Sweet and spicy flavours together in a quick and easy one-dish meal.
|1||(360 g) Package firm tofu, patted dry and cut into ½” (1 cm) cubes|
|1 tbsp||Chinese five spice|
|Salt and pepper|
|3 tbsp||Vegetable oil, divided|
|1 lb||(454 g) Maple Leaf Prime Naturally® Extra Lean Minced Chicken|
|3||Cloves garlic, minced|
|2 tsp||(10 mL) Freshly grated ginger (or 1 tsp (5 mL) dried)|
|1||Onion, thinly sliced|
|1||(4 oz/114 g) Package shitake mushrooms, stems removed and thinly sliced|
|1/2 lb||(225 g) Asparagus, trimmed and cut into 1” (2.5 cm) pieces|
|3 tbsp||Soy sauce|
TOSS tofu together with Chinese five spice, salt, pepper and cornstarch in a small bowl.
HEAT 1 tbsp (15 mL) oil in a large skillet or wok over high heat. Add tofu and stir-fry for 3-4 minutes or until crisp. Remove from the pan and set aside.

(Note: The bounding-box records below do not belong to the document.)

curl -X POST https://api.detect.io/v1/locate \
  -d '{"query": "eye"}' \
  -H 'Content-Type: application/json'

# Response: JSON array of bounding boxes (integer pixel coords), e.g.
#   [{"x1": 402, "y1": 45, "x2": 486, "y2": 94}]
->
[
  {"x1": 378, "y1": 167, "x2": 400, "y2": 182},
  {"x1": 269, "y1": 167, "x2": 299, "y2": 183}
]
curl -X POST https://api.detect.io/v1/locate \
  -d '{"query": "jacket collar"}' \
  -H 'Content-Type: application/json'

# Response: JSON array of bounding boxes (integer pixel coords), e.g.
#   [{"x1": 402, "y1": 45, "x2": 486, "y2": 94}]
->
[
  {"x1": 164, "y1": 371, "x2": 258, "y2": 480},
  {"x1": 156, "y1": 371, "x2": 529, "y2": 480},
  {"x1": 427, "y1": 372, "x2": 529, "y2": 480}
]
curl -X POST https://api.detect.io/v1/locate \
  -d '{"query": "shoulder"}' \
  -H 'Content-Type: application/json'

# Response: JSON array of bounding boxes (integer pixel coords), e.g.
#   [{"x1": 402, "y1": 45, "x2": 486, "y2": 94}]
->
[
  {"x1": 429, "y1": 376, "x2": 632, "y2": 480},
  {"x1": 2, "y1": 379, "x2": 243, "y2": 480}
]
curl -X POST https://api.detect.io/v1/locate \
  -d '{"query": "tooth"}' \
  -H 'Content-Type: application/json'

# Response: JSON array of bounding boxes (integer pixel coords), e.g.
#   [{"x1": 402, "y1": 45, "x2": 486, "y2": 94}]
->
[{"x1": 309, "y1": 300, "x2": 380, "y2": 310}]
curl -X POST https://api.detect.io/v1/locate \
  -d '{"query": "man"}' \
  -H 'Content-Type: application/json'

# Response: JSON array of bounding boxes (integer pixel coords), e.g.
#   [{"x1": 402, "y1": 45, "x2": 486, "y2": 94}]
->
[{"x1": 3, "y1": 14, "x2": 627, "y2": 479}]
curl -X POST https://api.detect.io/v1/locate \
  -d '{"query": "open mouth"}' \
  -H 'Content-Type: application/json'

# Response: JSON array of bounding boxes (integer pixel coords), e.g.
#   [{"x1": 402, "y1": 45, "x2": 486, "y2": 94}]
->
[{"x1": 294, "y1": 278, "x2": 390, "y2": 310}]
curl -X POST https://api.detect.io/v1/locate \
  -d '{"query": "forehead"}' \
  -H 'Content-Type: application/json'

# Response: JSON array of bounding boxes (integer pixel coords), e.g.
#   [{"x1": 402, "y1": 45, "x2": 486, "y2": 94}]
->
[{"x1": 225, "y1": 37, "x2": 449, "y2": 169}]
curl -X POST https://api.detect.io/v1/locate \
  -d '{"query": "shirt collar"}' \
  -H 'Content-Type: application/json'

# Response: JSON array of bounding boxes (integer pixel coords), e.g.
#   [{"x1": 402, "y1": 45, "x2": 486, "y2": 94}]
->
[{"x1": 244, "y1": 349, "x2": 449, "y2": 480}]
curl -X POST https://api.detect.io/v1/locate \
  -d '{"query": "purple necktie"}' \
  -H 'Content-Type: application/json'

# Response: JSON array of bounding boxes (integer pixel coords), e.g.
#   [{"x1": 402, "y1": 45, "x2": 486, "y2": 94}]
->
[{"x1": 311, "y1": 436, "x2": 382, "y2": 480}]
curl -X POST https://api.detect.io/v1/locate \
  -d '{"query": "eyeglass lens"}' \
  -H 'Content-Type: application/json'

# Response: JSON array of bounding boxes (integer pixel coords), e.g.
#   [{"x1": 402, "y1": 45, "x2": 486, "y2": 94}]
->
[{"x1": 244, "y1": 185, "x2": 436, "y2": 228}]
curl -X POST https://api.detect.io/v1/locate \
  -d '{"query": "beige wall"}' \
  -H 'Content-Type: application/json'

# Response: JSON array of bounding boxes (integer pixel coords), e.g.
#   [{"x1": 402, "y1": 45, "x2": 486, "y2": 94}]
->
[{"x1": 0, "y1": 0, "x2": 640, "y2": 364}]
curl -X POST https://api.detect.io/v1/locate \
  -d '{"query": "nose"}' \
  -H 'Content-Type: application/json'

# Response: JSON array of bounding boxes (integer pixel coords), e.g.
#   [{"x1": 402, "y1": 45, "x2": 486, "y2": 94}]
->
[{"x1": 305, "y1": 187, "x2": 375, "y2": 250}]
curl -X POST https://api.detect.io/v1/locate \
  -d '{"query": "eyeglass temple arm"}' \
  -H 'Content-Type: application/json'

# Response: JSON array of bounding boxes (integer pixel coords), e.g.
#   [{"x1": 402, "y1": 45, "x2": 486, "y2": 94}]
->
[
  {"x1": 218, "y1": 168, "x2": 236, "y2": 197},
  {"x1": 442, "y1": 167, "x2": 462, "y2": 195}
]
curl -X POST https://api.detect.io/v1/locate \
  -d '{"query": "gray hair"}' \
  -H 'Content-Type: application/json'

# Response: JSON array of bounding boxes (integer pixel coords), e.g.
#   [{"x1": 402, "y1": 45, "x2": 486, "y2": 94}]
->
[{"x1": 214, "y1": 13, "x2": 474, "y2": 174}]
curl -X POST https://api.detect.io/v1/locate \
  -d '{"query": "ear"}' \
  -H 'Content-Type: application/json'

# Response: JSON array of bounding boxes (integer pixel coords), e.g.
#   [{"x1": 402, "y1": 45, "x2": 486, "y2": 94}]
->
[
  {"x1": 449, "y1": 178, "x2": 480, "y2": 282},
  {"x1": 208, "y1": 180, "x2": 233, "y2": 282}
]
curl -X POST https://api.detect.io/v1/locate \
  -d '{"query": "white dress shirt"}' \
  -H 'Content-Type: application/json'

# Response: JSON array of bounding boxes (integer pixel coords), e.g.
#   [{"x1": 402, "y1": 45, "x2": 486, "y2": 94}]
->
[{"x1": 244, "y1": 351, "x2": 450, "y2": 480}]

ADD 1 tbsp (15 mL) oil to the same pan. Reduce heat to medium-high. Add chicken, season with salt and pepper and cook, breaking apart with a wooden spoon for 6-8 minutes. Add garlic and ginger and continue to cook for another 2-4 minutes or until chicken is golden brown and cooked through. Remove from the pan and set aside. Heat remaining oil in the same pan. Add onions, mushrooms and asparagus. Stir-fry for 6-7 minutes or until the asparagus is tender crisp.
ADD tofu and chicken back to the pan. Whisk the remaining ingredients together and drizzle over the stir-fry. Toss well to coat.
SERVE hot over rice or noodles.
Substitute Maple Leaf Prime Naturally® Extra Lean Minced Turkey for chicken.